The massive International Verapamil SR-Trandolapril Study (INVEST) - originated by Dr. Carl Pepine, co-director of cardiovascular medicine at UF's College of Medicine - is the first large-scale application of the system. The trial, which compares the safety and efficacy of two common anti-hypertensive treatment regimens, is funded through a $16 million grant from the German pharmaceutical firm Knoll AG, manufacturer of the cardiovascular drug verapamil. More than 1,500 doctors will enroll 27,000 patients from 10 countries in the two-year trial.

"This study was uniquely suited to the strengths of our system, because it involved a large number of sites with a small number of patients at each site," Marks says.

"Even though Knoll AG was one of the last pharmaceutical firms to begin conducting this research, we believe our system will allow the company to be the first to finish."

For the INVEST study, the researchers decided to provide each participating doctor with a personal computer specially configured with all the necessary software already installed.

"We had two reasons for this approach," Marks says. "First, we felt doctors would be more willing to participate in an experimental approach if we offered them an opportunity to connect to the Internet as a bonus. Second, we wanted all the systems to be the same so we could more easily pinpoint computer problems when they arise."

Conlon says another benefit of the MarCon program is that it requires very little training.

"Doctors must gothrough a tutorial and register a hypothetical patient before they can enter their first real patient," Conlon says. "We have found this tutorial to be entirely adequate."

By January, the INVEST trial had 50 sites operating and was signing up 30 to 50 new doctors a week, Marks says.

MarCon's continued close relationship with theUniversity of Florida offers university a significant competitive advantage in its efforts to conduct other studies that involve collection and management of human subject data, Marks says.

"A leading drug company brought a whole team of its senior people down here to look at our technology," Marks says. "While they were here they had an opportunity to see the university's facilities and meet our faculty. And we learned what kinds of studies they're interested in pursuing."

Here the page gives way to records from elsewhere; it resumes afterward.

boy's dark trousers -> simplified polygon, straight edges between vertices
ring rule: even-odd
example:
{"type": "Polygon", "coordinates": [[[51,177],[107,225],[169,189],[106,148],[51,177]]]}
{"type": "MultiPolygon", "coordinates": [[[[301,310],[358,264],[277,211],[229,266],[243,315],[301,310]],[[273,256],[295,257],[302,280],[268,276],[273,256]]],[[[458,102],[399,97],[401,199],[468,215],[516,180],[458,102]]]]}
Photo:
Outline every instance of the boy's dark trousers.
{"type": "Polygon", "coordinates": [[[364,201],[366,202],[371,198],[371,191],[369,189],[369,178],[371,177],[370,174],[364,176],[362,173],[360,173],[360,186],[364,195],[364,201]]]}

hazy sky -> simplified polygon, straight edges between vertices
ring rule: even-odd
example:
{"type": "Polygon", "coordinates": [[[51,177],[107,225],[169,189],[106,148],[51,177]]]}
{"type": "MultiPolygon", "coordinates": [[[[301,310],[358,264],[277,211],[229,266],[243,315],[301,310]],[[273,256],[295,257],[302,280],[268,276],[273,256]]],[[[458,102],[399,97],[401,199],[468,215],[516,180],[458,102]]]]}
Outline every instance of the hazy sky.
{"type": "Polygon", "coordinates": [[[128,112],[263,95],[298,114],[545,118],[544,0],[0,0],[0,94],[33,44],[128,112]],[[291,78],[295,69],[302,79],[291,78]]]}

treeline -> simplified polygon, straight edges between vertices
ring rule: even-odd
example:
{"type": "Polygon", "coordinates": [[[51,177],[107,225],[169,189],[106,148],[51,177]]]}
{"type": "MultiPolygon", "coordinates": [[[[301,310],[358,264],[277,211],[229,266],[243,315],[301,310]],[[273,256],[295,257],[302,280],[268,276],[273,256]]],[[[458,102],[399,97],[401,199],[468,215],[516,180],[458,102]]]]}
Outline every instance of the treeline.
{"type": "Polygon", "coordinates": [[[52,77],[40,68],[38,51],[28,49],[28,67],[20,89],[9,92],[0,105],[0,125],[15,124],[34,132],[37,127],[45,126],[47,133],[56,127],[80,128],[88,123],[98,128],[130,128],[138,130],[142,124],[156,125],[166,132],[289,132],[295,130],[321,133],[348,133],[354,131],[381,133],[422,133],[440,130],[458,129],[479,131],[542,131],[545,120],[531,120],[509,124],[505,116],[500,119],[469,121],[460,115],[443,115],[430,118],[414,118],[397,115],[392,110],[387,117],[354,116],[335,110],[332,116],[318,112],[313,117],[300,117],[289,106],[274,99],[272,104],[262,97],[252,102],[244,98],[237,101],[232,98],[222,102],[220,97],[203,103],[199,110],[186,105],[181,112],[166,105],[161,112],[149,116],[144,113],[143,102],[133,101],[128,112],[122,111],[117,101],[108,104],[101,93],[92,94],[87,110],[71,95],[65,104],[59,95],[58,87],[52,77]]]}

In addition, UF's license to MarCon ensures the university maintains ownership of all future upgrades or improvements in the system.

King, a former computer systems executive with IBM, says representatives of five of the top pharmaceutical companies in the world already have looked at the MarCon system.

"They've all seen it demonstrated, and there seems to be a lot of interest," King says. "They are looking at our system as a technology that could revolutionize the conduct of clinical trials."